FG Urged to Improve Efficiency in Public Sector

Obinna Chima

The federal government has been advised to pursue economic liberalisation policies, including privatisation policies so as to improve efficiency in the public sector.

Analysts at Afrinvest West Africa Limited that gave the advice in a report at the weekend said this was neccessary to generate the much-needed cash flow to invest in capital projects and increase borrowing capacity.

Nigeria’s fiscal deficit had been projected to grow by 22.3 per cent from N2.2 trillion in 2016 to N2.7 trillion 2017 fiscal year, thus deficit/GDP ratio is expected to settle at 2.5 per cent in 2017 from 2.1 per cent in 2016.

Whilst the government’s decision to aggressively borrow from the local debt market to fund the budget deficit in 2016 reduced its susceptibility to exchange rate risk, the Medium-Term Expenditure Framework (MTEF) for 2017 suggests that over the medium term, the federal government will be more skewed towards external financing options, in order to free up local funds for private sector investment.

“However, high debt servicing cost to revenue ratio remains a constraint on ability to continue running below 2.5 per cent fiscal deficit to GDP ratio notwithstanding low debt to GDP ratio (17.0%). Also, given the bearish outlook for the naira, the plan to redirect attention towards external financing options suggests the projected amount for debt servicing will shoot up in 2017 – depending on the performance of the naira.

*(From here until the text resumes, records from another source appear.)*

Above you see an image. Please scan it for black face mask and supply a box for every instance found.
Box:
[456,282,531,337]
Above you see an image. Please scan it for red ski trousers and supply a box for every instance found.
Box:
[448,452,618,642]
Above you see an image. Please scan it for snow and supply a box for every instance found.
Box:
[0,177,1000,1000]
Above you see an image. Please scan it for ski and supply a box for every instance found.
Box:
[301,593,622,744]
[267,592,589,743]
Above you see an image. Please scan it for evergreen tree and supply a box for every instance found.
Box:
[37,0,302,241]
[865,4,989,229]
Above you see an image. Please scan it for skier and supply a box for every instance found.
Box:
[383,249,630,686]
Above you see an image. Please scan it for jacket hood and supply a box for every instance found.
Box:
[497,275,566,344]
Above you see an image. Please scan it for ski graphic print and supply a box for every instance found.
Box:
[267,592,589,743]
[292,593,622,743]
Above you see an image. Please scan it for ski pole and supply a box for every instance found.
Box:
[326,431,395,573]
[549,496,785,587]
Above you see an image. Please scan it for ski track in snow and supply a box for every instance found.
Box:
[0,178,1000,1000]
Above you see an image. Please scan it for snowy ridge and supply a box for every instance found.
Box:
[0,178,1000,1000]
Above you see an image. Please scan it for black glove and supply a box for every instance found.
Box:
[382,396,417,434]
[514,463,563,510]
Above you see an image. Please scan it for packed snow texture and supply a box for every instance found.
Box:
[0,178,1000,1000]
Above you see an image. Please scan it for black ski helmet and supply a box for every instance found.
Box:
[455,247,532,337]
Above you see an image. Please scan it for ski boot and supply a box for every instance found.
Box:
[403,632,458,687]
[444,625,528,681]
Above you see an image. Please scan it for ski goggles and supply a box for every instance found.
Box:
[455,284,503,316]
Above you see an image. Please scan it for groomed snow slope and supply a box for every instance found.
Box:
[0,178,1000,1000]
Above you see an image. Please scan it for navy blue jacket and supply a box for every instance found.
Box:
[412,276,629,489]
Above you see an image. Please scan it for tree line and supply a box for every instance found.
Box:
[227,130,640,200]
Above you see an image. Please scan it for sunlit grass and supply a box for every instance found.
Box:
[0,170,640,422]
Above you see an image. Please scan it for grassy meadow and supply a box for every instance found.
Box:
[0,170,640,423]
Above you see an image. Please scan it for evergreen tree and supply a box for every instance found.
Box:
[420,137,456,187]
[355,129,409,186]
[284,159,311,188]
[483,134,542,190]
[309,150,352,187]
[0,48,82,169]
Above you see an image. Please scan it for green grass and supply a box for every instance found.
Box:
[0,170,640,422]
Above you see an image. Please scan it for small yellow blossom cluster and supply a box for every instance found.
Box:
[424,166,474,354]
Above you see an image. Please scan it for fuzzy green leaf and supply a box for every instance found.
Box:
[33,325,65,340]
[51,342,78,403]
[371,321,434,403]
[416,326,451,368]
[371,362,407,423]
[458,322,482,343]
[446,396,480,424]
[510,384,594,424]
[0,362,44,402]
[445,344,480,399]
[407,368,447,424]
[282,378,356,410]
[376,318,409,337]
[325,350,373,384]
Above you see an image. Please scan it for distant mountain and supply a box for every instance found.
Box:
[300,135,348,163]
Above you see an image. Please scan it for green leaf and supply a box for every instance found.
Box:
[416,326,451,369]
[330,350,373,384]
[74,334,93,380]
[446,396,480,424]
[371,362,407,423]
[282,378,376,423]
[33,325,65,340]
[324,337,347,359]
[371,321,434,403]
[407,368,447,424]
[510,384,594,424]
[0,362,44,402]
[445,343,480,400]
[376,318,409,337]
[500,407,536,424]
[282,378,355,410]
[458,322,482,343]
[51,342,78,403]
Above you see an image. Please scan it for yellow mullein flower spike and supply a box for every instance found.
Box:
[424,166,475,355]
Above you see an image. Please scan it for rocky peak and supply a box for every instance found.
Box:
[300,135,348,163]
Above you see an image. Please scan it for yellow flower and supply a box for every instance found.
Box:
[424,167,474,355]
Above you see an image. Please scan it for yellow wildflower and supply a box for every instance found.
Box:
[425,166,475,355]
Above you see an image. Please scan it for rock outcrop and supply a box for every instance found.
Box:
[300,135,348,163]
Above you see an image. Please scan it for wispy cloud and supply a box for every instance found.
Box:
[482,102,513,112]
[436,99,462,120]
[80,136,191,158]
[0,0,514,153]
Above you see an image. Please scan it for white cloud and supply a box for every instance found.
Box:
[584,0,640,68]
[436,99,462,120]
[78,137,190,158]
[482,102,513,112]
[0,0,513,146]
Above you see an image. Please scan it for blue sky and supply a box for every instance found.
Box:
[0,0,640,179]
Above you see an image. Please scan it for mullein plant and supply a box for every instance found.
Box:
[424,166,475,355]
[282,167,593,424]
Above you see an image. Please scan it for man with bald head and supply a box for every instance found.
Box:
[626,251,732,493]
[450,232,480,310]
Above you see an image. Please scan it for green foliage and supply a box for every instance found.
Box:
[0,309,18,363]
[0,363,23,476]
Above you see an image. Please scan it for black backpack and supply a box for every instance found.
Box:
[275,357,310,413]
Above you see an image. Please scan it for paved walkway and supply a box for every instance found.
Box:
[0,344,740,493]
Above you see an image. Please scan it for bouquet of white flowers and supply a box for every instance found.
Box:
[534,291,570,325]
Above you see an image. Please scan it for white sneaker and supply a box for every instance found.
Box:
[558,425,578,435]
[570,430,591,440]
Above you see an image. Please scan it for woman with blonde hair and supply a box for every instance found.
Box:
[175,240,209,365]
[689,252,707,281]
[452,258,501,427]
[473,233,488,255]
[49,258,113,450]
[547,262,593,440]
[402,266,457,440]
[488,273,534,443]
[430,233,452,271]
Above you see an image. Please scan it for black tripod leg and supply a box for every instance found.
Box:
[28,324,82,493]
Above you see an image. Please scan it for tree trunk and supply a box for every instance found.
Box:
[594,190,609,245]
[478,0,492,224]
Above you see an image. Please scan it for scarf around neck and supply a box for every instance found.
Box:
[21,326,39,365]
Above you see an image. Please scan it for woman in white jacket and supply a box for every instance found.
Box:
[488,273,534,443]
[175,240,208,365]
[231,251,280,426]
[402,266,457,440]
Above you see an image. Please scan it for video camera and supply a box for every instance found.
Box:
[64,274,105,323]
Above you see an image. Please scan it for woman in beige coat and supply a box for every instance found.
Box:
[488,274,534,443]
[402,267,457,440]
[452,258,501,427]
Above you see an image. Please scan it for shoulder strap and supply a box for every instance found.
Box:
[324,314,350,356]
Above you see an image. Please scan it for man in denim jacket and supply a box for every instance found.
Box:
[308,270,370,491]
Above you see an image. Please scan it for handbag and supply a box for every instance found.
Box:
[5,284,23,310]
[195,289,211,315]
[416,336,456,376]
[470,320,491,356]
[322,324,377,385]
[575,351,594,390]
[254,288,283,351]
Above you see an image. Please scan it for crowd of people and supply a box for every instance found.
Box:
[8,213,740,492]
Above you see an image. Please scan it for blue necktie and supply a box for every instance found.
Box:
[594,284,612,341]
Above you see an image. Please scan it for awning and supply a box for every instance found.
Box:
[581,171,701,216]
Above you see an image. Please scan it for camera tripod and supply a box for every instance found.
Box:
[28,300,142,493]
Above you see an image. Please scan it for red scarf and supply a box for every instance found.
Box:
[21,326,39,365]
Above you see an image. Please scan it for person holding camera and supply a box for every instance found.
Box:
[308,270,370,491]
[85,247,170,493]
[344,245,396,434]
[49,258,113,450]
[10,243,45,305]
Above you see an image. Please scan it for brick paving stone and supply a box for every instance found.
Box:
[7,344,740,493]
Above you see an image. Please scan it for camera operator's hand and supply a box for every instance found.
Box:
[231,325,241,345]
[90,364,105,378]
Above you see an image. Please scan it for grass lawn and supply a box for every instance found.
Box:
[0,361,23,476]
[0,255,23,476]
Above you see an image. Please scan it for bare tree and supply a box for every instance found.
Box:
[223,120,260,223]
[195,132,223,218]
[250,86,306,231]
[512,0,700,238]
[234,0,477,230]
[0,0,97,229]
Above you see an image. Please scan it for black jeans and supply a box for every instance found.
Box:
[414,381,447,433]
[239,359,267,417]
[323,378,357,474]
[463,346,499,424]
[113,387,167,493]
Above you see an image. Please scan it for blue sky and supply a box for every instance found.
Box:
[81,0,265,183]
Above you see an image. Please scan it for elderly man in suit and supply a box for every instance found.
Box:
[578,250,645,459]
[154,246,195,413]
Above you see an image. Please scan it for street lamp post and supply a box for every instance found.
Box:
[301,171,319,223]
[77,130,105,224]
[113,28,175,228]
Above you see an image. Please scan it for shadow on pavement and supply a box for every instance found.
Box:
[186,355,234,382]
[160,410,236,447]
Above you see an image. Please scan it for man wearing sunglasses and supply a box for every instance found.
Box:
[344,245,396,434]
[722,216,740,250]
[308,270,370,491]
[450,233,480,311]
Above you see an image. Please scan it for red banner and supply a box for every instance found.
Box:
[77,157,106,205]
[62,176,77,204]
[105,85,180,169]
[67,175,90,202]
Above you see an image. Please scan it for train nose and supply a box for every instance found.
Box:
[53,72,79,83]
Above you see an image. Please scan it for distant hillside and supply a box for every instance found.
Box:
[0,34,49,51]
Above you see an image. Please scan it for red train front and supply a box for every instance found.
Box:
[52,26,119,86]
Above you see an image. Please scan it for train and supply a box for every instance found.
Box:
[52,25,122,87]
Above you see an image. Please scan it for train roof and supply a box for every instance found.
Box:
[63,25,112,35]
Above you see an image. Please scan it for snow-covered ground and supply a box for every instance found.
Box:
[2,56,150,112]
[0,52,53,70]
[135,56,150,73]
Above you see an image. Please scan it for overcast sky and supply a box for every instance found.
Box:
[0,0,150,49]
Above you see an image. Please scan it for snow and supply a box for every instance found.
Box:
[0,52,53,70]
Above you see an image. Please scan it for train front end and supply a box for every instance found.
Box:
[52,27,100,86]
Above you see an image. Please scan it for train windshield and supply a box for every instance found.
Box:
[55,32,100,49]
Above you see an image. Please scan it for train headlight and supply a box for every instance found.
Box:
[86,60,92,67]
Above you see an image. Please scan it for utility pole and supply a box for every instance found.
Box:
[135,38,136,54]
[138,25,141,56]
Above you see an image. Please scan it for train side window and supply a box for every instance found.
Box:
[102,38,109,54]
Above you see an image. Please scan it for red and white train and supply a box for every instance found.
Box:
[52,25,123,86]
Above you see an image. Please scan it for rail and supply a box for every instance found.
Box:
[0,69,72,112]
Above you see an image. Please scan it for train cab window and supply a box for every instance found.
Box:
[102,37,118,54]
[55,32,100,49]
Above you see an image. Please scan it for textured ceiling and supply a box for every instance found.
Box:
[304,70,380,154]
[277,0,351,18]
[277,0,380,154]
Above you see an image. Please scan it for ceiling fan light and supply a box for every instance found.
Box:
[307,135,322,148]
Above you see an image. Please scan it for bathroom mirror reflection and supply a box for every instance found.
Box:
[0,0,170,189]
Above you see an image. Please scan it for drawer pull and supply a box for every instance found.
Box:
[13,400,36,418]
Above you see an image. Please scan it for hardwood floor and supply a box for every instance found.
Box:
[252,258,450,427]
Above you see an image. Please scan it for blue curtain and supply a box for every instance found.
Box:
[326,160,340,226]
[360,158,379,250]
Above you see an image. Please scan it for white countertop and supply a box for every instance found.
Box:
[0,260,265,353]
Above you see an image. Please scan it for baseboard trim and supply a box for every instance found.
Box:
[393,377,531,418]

“The 2016 fiscal year has been largely synonymous with a sharp slowdown in economic activities largely as a result of lower oil earnings which constrained fiscal revenue and foreign exchange supply, as well as underwhelming policy responses and a brooding sub-national fiscal crisis which peaked in the first half of 2016,” the report added.

With a change in monetary policy tact to inflation targeting in first quarter 2016 – demonstrated by two rate hikes – in a bid to bolster FX supply, the federal government has been clear on its intent to counterbalance monetary tightening by utilising available fiscal space to buoy expenditure as a strategy to deepen economic diversification and stimulate economic activities.

Also, it pointed out that despite government’s intent to diversify revenue base and relegate oil earnings to the third most important in 2016, data compiled from first half 2016 budget performance puts oil revenue’s contribution to 42.6 per cent of total, the highest amongst all sources. Indeed, all non-oil revenue sources ran below projected run rates in the first half of 2016. Income from corporate income tax (CIT) was 62.7 per cent less than expected while independent revenue was only 14.2 per cent of projections for half year.

“Thus, the FGN has largely relied on deficit financing to balance its books, with fiscal deficit as at first half of 2016 reported at N1.5trillion (66.6% of total approved for FY:2016), implying a fiscal deficit to GDP ratio of 3.2 per cent compared to 2.1 per cent legislated and three per cent ceiling for a full fiscal year.

Of N1.5 trillion deficit raised, only N159.1bn was released to cash-back capital projects in the period.

“We largely expect revenue to improve in H2:2016 – as observed from FAAC allocations in Q3:2016 – due to translation of oil earnings at lower exchange rate, but still expect fiscal deficit (as percentage of GDP) at year end to exceed 2016 target by a minimum of 0.7 per cent,” the report added.

Nevertheless, last week, the FGN submitted the MTEF and Fiscal Strategy Paper for 2017 – 2019 to the National Assembly with ambitious expenditure targets.

The MTEF provided the framework for the 2017 budget and illuminated the expenditure outlook and revenue expectations for the period.
Aggregate expenditure in the proposed 2017 budget was projected to surpass the N6.1trillion in the 2016 budget by 13.3 per cent (circa N805.9bn) to N6.9 trillion in line with objectives to reflate the economy.